I have a brand new 5D Mark III (which is awesome) and was testing its hypersync capabilities with the PW Mini TT1 and an Einstein with the PW MC2.

After my testing, I was ecstatic when I thought I had gotten as high as 1/8000th sec. without any black band in the photo. But when I looked at the info on the picture itself (on the back of the camera), I found out I had only gotten as high as 1/200th sec. In other words, my camera didn't let me go any faster than 1/200th sec., even though I was on manual and the LCD on top showed 1/8000th sec. 

So, is there a setting somewhere in the menu that allows me to override the camera limiting me to 1/200th sec when I have a flash on (or PW, in this case)?
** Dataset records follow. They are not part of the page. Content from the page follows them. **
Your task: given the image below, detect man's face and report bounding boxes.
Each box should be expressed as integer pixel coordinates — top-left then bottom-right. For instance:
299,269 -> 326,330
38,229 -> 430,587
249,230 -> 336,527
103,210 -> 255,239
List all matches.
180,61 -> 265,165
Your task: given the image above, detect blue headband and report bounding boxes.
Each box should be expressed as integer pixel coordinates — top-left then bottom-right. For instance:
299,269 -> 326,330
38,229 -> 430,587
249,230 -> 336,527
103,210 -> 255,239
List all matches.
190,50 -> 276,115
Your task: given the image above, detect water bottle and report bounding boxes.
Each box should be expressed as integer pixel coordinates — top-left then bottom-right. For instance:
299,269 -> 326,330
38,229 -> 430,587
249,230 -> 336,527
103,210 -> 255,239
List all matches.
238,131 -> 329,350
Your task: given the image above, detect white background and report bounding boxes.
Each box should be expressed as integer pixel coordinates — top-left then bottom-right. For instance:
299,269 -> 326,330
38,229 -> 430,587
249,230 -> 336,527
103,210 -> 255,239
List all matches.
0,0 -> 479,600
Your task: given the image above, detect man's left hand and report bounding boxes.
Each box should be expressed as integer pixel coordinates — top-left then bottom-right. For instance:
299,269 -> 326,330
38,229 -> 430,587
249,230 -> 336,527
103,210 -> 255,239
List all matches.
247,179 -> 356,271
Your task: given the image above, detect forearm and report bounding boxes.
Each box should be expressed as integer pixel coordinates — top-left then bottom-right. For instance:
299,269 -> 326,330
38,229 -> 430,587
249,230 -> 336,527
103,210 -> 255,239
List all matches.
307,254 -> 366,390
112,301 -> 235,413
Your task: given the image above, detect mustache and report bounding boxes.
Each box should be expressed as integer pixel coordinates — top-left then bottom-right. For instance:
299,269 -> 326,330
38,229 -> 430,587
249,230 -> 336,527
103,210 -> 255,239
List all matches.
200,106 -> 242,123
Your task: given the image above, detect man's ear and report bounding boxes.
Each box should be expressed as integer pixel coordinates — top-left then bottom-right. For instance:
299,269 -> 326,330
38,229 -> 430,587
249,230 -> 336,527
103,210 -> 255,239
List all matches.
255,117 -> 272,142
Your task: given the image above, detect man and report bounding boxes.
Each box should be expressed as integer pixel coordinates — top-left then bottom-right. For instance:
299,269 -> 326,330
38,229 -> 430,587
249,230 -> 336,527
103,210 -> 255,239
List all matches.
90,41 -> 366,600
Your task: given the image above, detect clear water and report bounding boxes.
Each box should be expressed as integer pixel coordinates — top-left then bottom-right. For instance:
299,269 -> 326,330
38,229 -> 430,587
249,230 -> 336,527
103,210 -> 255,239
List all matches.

With the PW attached, the menu doesn't give me the option of selecting high-speed synchronization when I go to External speed light control > Flash function settings.

Hope that was clear enough...


----------



## dericcainphoto (Apr 14, 2012)

I believe that we are waiting on a firmware update for the Mini TT1 and Flex TT5 at this moment. It does the same thing on mine as well. PocketWizard should be aware of this and working on it.


----------



## headproductions (Jun 2, 2012)

I can't even get the MiniTT1 to sync at all, even when going down as low as 1/60th. I was shooting today with 5D Mark III, three Einsteins equipped with MC2s and the MiniTT1 and could not get rid of the banding caused by the shutter. Soon as I switched to my Pocketwizard PLUS transmitter it went away. I repeated this at least five times buy shutting everything down, resetting the wizards, etc. and the same result: MiniTT1 not working, PLUS working fine.


----------